Droits de douane américains : un an après – bilan et perspectives

Dans un article publié dans La Lettre du Trésorier, nos économistes Eve Barré et Marcos Carias proposent une analyse approfondie des droits de douane américains plus d’un an après leur mise en place. La guerre commerciale menée par les États-Unis a dominé l’actualité économique mondiale en 2025, et les tendances actuelles indiquent qu’elle est loin d’être terminée. Cette analyse met en évidence que le coût de la hausse des droits de douane a été principalement absorbé par les entreprises américaines. Elle examine également la capacité de résilience du commerce mondial face à ces perturbations continues.

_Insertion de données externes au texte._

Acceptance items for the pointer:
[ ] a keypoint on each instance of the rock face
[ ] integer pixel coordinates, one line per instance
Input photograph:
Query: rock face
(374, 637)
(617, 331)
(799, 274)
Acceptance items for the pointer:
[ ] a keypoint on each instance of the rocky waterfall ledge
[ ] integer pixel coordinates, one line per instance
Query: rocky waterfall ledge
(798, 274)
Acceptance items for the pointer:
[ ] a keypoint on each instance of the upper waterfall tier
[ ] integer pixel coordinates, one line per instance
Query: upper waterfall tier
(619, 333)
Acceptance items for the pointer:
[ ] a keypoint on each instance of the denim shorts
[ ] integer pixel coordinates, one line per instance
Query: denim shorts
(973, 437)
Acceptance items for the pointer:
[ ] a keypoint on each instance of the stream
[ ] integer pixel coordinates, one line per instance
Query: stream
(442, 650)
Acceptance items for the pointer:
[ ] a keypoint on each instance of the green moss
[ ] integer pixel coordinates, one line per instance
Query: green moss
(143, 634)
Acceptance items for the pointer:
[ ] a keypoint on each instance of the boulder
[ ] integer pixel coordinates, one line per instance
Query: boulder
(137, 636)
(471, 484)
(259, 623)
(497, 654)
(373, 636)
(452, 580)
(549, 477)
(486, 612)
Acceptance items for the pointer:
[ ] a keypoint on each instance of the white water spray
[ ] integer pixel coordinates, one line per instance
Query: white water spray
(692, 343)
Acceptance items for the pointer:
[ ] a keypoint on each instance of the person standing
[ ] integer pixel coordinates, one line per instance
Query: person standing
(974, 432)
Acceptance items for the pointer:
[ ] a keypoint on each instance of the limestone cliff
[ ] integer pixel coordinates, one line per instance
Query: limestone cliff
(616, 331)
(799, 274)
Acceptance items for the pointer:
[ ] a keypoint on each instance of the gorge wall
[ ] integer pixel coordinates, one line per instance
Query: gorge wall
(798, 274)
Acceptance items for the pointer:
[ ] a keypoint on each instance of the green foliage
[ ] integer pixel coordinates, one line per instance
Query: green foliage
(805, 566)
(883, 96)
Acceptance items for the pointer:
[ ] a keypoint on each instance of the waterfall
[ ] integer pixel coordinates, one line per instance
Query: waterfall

Un coût des droits de douane largement absorbé par les entreprises américaines

Depuis le lancement de la guerre commerciale par Donald Trump en 2025, la question clé reste : qui supporte réellement le coût des droits de douane ? L’administration américaine affirme que les entreprises étrangères réduisent leurs prix pour préserver leur accès au marché américain, absorbant ainsi l’essentiel de l’impact.

L’analyse économique et les tendances historiques montrent cependant qu’à terme, ce sont généralement les consommateurs qui en supportent le coût via une hausse de l’inflation. Mais que révèlent les premières données empiriques disponibles après près d’un an ?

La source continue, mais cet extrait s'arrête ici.